Braneworld models of dark energy

  • 19 February 2002
Abstract
We explore a new class of braneworld models in which the scalar curvature of the (induced) brane metric contributes to the brane action. The scalar curvature term arises generically on account of one-loop effects induced by matter fields residing on the brane. Spatially flat braneworld models can enter into a regime of accelerated expansion at late times. This is true even if the brane tension and the bulk cosmological constant are tuned to satisfy the Randall--Sundrum constraint on the brane.
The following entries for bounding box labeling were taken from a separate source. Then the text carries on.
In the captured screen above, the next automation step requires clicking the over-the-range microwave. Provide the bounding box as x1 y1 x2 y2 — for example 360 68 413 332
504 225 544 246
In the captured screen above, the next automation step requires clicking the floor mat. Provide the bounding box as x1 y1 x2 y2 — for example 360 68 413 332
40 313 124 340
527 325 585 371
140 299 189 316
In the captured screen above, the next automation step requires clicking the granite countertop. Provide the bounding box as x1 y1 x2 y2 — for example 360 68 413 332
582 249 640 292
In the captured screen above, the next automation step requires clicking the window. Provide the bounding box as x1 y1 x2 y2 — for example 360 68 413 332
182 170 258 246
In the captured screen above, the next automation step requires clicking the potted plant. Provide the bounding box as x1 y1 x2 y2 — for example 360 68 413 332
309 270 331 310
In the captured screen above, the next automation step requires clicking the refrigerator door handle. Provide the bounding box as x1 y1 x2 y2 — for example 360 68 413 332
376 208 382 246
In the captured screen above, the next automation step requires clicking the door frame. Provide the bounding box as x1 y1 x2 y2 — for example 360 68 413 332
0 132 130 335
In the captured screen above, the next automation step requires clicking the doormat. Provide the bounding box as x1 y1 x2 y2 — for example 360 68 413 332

Braneworld models admit a wider range of possibilities for dark energy than standard LCDM. In these models the luminosity distance can be both smaller and larger than the luminosity distance in LCDM. Whereas models with $d_L \leq d_L(\rm LCDM)$ imply $w = p/\rho \geq -1$ and have frequently been discussed in the literature, models with $d_L > d_L(\rm LCDM)$ have traditionally been ignored, perhaps because within the general-relativistic framework, the luminosity distance has this property {\em only if} the equation of state of matter is strongly negative ($w < -1$). Matter with $w < -1$ is beset with a host of undesirable properties, which makes this model of dark energy unattractive within the conventional framework. Braneworld models, on the other hand, have the capacity to endow dark energy with exciting new possibilities without suffering from the problems faced by models with $w < -1$. For a subclass of parameter values, braneworld dark energy and the acceleration of the universe are {\em transient} phenomena. In these models, the universe, after the current period of acceleration, re-enters the matter dominated regime so that the deceleration parameter $q(t) \to 0.5$ when $t \gg t_0$, where $t_0$ is the present epoch. Such models could help reconcile an accelerating universe with the requirements of string/M-theory.